Wrapping up the trading week with an unexpected twist, oil traders sent prices skyrocketing nearly 3% to their highest in over two months, fueled by a creeping tension over an increasingly tight global supply. The oil market was left buzzing when Brent reached an impressive $78.47 per barrel, a high unmatched since May 1, marking a 2.6 percent increase. Similarly, the West Texas Intermediate index rounded off the week at $73.86, its peak since May 24, indicating a 2.9 percent rise in prices.
An Eye on the Market: Are Supply Cuts to Blame?
Regarding the sharp increase, experts from Morningstar attributed such escalating prices to the expected production reductions by OPEC+ aimed at compressing the market. The experts revealed projections of arising supply deficits in the latter half of 2023, which, in turn, would drive oil prices even higher. The stipulated production cuts by OPEC+ and its allies are projected to reach a staggering 5 million barrels per day, equating to 5% of global demand.
Traders on Alert: Telltale Signs in the Horizon
Further indications of tightening supply were observed in data from Vortexa, revealing a dramatic reduction in crude reserves from Saudi Arabia in floating storage off the Egyptian Red Sea port of Ain Sukhna. More explicitly, the supply fell by almost half from June to 10.5 million barrels. Pertinent to Vortexa’s revelation, John Kemp, a commodities analyst for Reuters, noted that the diminishing prices and drilling rates since late 2022 are projected to shrink output in the second half of 2023, pressuring oil and gas markets.
Market Reactions: What Drives Traders’ Optimism?
Phil Flynn, a senior market analyst at Price Futures Groups Inc., expressed optimism on Friday’s trading, stating, “We’re knocking on the door of a major breakout to the upside.” He insinuated that a number of traders’ short covering capped off the remarkable week.

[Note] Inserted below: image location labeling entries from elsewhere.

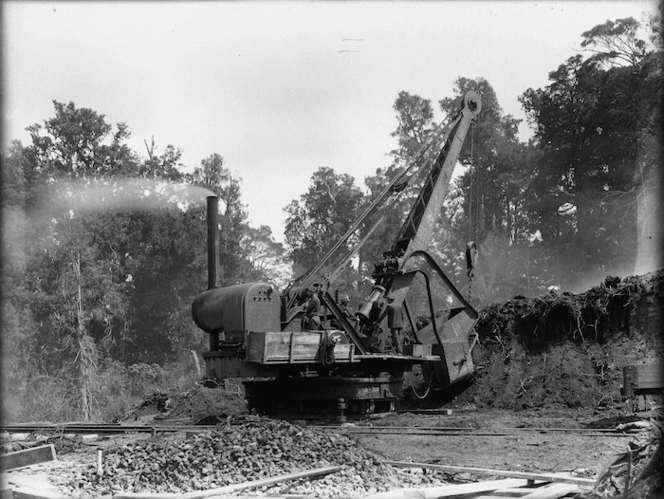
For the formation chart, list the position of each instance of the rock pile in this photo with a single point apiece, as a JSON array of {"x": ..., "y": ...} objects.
[{"x": 259, "y": 448}]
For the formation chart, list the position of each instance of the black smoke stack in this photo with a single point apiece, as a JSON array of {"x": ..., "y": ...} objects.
[{"x": 213, "y": 240}]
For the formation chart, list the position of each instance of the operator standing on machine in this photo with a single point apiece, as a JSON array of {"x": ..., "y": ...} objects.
[{"x": 394, "y": 314}]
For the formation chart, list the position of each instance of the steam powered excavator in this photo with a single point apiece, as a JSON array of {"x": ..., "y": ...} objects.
[{"x": 256, "y": 334}]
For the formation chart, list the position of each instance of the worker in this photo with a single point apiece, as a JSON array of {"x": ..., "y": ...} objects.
[
  {"x": 394, "y": 314},
  {"x": 311, "y": 320},
  {"x": 344, "y": 303}
]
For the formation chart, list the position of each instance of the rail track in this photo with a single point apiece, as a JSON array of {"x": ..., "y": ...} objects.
[{"x": 353, "y": 429}]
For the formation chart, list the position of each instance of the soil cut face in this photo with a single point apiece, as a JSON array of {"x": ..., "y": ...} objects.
[{"x": 567, "y": 350}]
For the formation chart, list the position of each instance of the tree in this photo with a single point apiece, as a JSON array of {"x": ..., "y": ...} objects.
[
  {"x": 265, "y": 255},
  {"x": 591, "y": 123},
  {"x": 321, "y": 217}
]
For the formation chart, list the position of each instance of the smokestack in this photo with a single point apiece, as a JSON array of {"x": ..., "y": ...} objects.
[{"x": 213, "y": 239}]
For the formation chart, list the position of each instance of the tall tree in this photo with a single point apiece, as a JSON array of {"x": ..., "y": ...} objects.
[
  {"x": 591, "y": 123},
  {"x": 320, "y": 217}
]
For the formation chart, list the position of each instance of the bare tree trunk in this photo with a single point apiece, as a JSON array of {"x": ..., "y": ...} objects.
[{"x": 83, "y": 354}]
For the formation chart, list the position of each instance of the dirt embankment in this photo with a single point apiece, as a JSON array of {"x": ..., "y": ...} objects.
[{"x": 566, "y": 350}]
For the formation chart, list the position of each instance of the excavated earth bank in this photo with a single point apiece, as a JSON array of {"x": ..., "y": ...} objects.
[{"x": 566, "y": 350}]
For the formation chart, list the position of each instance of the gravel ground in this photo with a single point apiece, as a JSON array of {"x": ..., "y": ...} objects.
[{"x": 262, "y": 447}]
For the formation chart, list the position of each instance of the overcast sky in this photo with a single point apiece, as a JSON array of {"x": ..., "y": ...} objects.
[{"x": 278, "y": 89}]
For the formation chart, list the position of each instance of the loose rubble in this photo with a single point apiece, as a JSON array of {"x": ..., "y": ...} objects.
[{"x": 230, "y": 454}]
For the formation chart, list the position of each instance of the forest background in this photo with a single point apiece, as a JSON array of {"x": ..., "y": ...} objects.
[{"x": 104, "y": 247}]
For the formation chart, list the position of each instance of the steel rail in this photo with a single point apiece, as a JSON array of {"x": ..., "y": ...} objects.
[{"x": 100, "y": 428}]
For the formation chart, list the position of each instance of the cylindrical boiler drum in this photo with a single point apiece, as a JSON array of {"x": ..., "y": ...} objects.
[{"x": 238, "y": 309}]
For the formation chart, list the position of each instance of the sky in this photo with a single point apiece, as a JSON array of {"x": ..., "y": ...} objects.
[{"x": 278, "y": 89}]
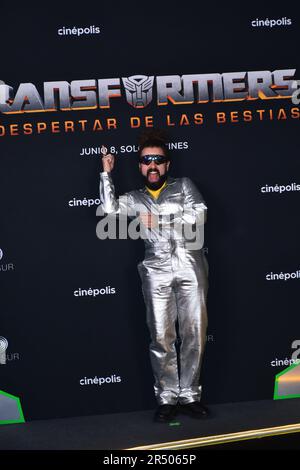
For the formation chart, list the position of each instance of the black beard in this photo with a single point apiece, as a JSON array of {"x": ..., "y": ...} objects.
[{"x": 157, "y": 184}]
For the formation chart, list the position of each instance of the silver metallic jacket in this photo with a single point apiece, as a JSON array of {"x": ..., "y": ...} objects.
[{"x": 174, "y": 281}]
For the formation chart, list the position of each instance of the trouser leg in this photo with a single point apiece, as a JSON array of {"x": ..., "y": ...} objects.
[
  {"x": 191, "y": 289},
  {"x": 161, "y": 319}
]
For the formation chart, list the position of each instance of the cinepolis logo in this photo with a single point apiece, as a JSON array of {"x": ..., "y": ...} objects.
[
  {"x": 94, "y": 292},
  {"x": 271, "y": 23},
  {"x": 3, "y": 348},
  {"x": 112, "y": 379},
  {"x": 78, "y": 31}
]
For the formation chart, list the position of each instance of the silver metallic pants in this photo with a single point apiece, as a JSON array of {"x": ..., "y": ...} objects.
[{"x": 174, "y": 284}]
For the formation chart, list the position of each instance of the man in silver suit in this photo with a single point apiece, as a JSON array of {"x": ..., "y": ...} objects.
[{"x": 173, "y": 273}]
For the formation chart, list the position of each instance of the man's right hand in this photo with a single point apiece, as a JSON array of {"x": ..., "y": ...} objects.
[{"x": 108, "y": 162}]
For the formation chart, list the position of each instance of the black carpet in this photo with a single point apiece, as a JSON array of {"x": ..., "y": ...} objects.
[{"x": 126, "y": 430}]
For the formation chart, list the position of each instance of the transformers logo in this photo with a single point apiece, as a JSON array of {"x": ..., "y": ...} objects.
[
  {"x": 3, "y": 348},
  {"x": 138, "y": 90}
]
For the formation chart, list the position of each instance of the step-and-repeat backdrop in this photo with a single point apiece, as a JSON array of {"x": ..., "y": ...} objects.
[{"x": 223, "y": 83}]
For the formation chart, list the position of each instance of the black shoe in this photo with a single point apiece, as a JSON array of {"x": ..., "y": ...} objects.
[
  {"x": 165, "y": 413},
  {"x": 195, "y": 410}
]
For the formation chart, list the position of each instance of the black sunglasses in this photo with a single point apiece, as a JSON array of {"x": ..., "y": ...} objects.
[{"x": 158, "y": 159}]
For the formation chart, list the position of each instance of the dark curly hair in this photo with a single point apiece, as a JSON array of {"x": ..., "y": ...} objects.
[{"x": 154, "y": 138}]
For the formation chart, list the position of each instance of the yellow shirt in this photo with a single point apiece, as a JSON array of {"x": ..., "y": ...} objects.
[{"x": 155, "y": 193}]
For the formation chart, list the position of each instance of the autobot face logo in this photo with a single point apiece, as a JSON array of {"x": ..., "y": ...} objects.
[{"x": 138, "y": 90}]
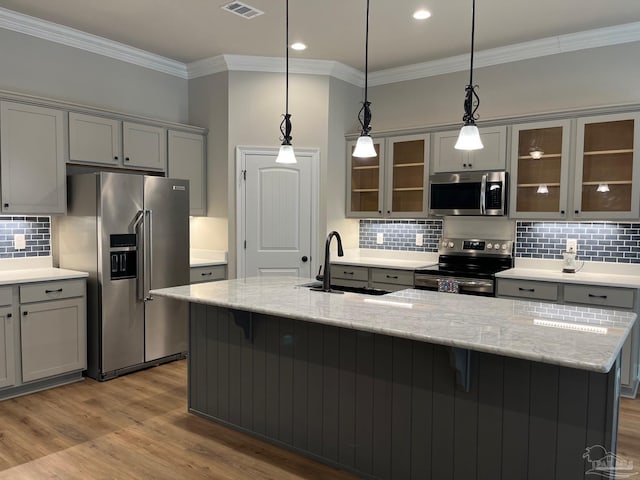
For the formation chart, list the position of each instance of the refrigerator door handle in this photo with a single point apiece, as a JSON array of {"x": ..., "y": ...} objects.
[
  {"x": 150, "y": 254},
  {"x": 138, "y": 228}
]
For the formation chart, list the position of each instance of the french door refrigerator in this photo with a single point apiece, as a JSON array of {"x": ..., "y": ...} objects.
[{"x": 131, "y": 234}]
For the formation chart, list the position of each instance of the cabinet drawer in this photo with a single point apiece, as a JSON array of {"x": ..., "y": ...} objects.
[
  {"x": 396, "y": 277},
  {"x": 208, "y": 274},
  {"x": 349, "y": 272},
  {"x": 528, "y": 289},
  {"x": 599, "y": 296},
  {"x": 38, "y": 292},
  {"x": 6, "y": 296}
]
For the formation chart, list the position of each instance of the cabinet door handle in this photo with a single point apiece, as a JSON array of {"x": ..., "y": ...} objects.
[{"x": 531, "y": 290}]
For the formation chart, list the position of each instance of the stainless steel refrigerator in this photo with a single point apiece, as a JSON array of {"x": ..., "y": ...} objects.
[{"x": 131, "y": 234}]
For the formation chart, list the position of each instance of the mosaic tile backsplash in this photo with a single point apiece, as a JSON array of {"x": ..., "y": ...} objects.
[
  {"x": 597, "y": 241},
  {"x": 37, "y": 233},
  {"x": 401, "y": 234}
]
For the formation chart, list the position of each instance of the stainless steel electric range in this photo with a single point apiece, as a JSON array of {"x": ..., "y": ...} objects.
[{"x": 466, "y": 265}]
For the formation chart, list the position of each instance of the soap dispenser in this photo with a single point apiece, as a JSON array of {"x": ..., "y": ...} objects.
[{"x": 569, "y": 261}]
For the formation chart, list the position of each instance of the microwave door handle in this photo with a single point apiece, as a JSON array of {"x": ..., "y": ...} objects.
[{"x": 483, "y": 193}]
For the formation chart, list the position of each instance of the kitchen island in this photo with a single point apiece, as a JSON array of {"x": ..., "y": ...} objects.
[{"x": 414, "y": 384}]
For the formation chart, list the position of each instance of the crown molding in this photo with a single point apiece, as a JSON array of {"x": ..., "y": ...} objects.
[
  {"x": 70, "y": 37},
  {"x": 248, "y": 63},
  {"x": 32, "y": 26},
  {"x": 600, "y": 37}
]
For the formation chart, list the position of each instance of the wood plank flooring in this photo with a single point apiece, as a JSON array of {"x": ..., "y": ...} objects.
[{"x": 137, "y": 427}]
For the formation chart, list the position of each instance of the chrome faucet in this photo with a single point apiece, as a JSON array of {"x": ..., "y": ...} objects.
[{"x": 326, "y": 279}]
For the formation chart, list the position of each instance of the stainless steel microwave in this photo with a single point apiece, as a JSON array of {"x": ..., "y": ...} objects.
[{"x": 468, "y": 193}]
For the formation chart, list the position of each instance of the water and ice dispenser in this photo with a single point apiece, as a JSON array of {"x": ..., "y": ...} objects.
[{"x": 123, "y": 256}]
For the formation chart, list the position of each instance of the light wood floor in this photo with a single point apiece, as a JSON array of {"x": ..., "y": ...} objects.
[{"x": 137, "y": 427}]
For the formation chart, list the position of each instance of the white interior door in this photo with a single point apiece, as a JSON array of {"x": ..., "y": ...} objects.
[{"x": 278, "y": 214}]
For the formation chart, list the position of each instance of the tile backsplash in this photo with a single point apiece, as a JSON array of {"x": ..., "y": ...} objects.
[
  {"x": 37, "y": 233},
  {"x": 597, "y": 241},
  {"x": 401, "y": 234}
]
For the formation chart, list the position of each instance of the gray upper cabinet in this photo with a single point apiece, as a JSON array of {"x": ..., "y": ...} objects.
[
  {"x": 144, "y": 146},
  {"x": 492, "y": 157},
  {"x": 33, "y": 152},
  {"x": 187, "y": 160},
  {"x": 95, "y": 140}
]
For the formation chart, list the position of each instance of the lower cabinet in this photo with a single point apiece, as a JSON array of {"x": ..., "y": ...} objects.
[
  {"x": 371, "y": 277},
  {"x": 210, "y": 273},
  {"x": 7, "y": 352},
  {"x": 48, "y": 341},
  {"x": 590, "y": 296}
]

Despite enjoying a bullish run, traders remain wary with interest rate hikes by central banks luring around the corner. The U.S. Federal Reserve might be triggered to action following data revealing slowed job gains but robust wage growth.
Rounding up: Uncertainty Looms over the Industry
Adding to the mystery of oil prices, Baker Hughes published data revealing an increase in the total amount of active drilling rigs in the U.S., which rose by six this week after a decline of eight last week. The gas rig count rose, though the oil rig count declined. Despite the unforeseen surge, crude oil prices are almost 10 percent lower this year due to disappointments in China’s post-lockdown recovery, increased rates, and strong Russian exports despite sanctions.
Trading trends in this volatile market continue to confound experts worldwide. With the supply tightening in both the oil and gas markets, what follows remains a closely watched endeavor.